馬車に乗っているときにも目にしたがどうやらよくあることらしい。激情しやすかったり思い詰めたり、不安定な部分が垣間見える青年だ。
「すみません、取り乱しました――」
項垂れる白兎をアリスは改めて慰めた。
「本当にいいの、気にしないで」そして小声で付け足す。「自分のことだし、自分で面倒見るわ」
その後しばらく無言の時間が過ぎたが、白兎が再びアリスの耳元に囁いた。「陛下が世継ぎにこだわるのには、実は少々理由があるんです」
アリスは白兎の顔をまともに見た。
「どんな?」
「先月のことです。『鏡の国』という国で“白の女王”の御世継ぎがお生まれになりました」
不思議の国とは違う、別の国があるらしい。
アリスは頷いて白兎の話の続きを促した。
「この国と鏡の国は縁戚関係にあるので、陛下もあちらへ出向いて祝いの席に参加されました。そのときに、白の女王にだいぶ御世継ぎについてのお話をされたらしくて――」
「話って?」
「その、子供が生まれてどれだけ幸せかとか、これで白の王室は安泰だとか――」
「――つまり、自慢されてうらやましくなっちゃったの?」
アリスの結論に白兎は眉を下げ「まあ、そういうことになりますね」と力なく答えた。
「あなたのことが気に入られたのは本当でしょうが、そういうこともあって譲らないのだと思います」
そんな話を聞いてもアリスはどういう顔をしていいのかわからなかった。
随分子供っぽいような、ある意味切実なような――。
うーんと首を傾げていると、先を歩く女王が薔薇園の門をくぐった。彼が見せたいものはこの中にあるらしい。
(きっと、何か珍しい薔薇ね)
途中で白薔薇の木が植えてある区画に入った。花びらに黒い線が入っている珍しいものだ。するとその花を目にした女王が眉を寄せて顔を顰めた。
「忌々しい色だな、あの猫を思い出す」苛立たしげに呟くと、辺りを威圧するように声を張り上げた。「庭番はいないのか!」
絶対の主人の声に、すぐ様トランプ兵が三人――スペードの2と5と7がやって来た。
「ここにある白薔薇を全て赤薔薇にしろ、今日中にだ。ぐずぐずするなよ」
めちゃくちゃなことを言う、とアリスは思ったが、跪いて背中の絵柄を見せていたトランプ兵たちはぱっと立ち上がると、命令を遂行するためにどこやらへ駆けて行った。

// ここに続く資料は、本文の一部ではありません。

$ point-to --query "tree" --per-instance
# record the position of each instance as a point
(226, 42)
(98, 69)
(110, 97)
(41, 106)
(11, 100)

その後もしばらく歩き続けて、ようやく薔薇園の奥にある目的地へとたどり着いた。
そこにあったのは、貴族のお屋敷ほどもある大きな温室だった。
錬鉄と硝子でつくられた植物のための建物は日の光を浴びて水晶のように輝いている。足を踏み入れると、太陽で温められた空気と薔薇の濃く甘い香りに包まれた。

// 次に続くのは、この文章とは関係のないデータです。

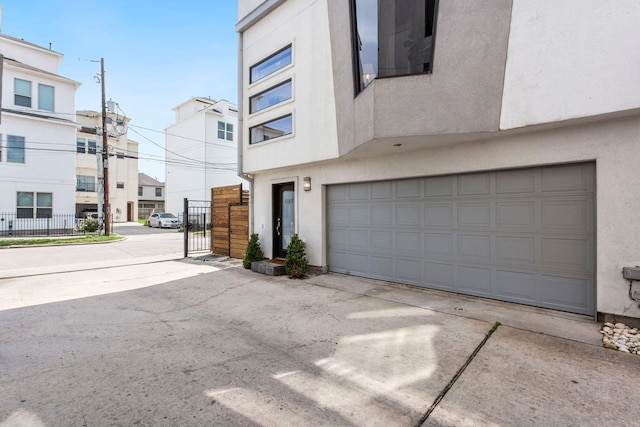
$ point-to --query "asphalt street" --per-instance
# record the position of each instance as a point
(135, 335)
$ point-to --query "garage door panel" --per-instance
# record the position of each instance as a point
(518, 215)
(382, 267)
(438, 245)
(474, 184)
(358, 191)
(474, 247)
(438, 186)
(382, 190)
(525, 235)
(565, 215)
(474, 215)
(438, 275)
(409, 270)
(566, 293)
(565, 178)
(358, 263)
(408, 243)
(408, 215)
(359, 215)
(515, 181)
(409, 188)
(438, 215)
(382, 215)
(382, 241)
(516, 250)
(565, 254)
(474, 280)
(359, 240)
(516, 286)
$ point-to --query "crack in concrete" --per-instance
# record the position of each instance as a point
(457, 375)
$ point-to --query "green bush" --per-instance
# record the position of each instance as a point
(91, 225)
(295, 263)
(253, 252)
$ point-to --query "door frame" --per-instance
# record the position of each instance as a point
(276, 203)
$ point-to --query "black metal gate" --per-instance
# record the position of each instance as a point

その中では数々の薔薇たちが厳重に保護され、守られ、管理された状態で育てられていた。
花びらに斑が入った薔薇や極端に大きかったり小さかったりする薔薇。檻に入れられて暴れている恐ろしい薔薇もあれば、原種に近い一重の野薔薇もある。
それら全てを通り過ぎて行き着いたのは温室の最奥の一角。
「さあ、これだ」
棘のついた低い柵に囲われたそこには一株の薔薇が咲き誇っている。
それはアリスのいた世界では決して見られない、海のような空のような青い薔薇だった。
アリスは瞬きすら忘れてその未知の花に見入った。鮮やかな碧瑠璃は滴るような自然のみずみずしさを持っていて、その一方で不可能の象徴である“青薔薇”による不自然さも感じる。
見る者を惹きつける、美しくて不思議な花だった。
「なかなかのものだろう。最近できた新種だ」
女王はアリスの反応に気をよくすると、彼女の着ている青いワンピースを見て声を弾ませた。
「そうだ、お前の名前をつけてやろう」
その提案にアリスは「えーと」と言葉を詰まらせ、目を泳がせた。昨日は死刑囚であるチェシャ猫の名前を薔薇につけようとしていたことが頭に浮かんだからだ。

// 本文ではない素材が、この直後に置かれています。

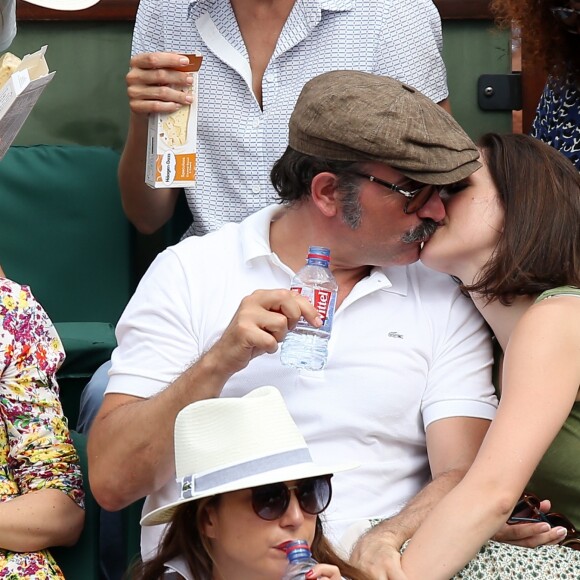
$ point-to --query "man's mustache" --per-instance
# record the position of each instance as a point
(420, 233)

女王にとって薔薇の名前に選ばれることは意味があるらしい。良くも悪くも。
アリスは目を伏せて「光栄です」とだけ言っておいた。
こうして青薔薇にはめでたく“Princess Alice(王女アリス)”の名がつけられた。
機嫌良く歩く女王を先頭にして来た道を戻る途中、白薔薇の木の区画では三人の庭番たちが何やら作業をしていた。
どうも白薔薇に直接赤いペンキのようなものを塗っている。確かに一時的には赤薔薇になるだろうが――
「あんなことしたら枯れちゃうわ」
アリスが傍らの白兎にこっそり話し掛けると、彼は微笑んで答えた。
「それが目的です、あれは除草剤ですから。枯らした後に土ごと入れ替えて赤薔薇を植えるはずですよ。――ほら、もう効果が出ています」
白兎の言う通り、赤く汚された白薔薇の木はみるみるうちに枯れてしまった。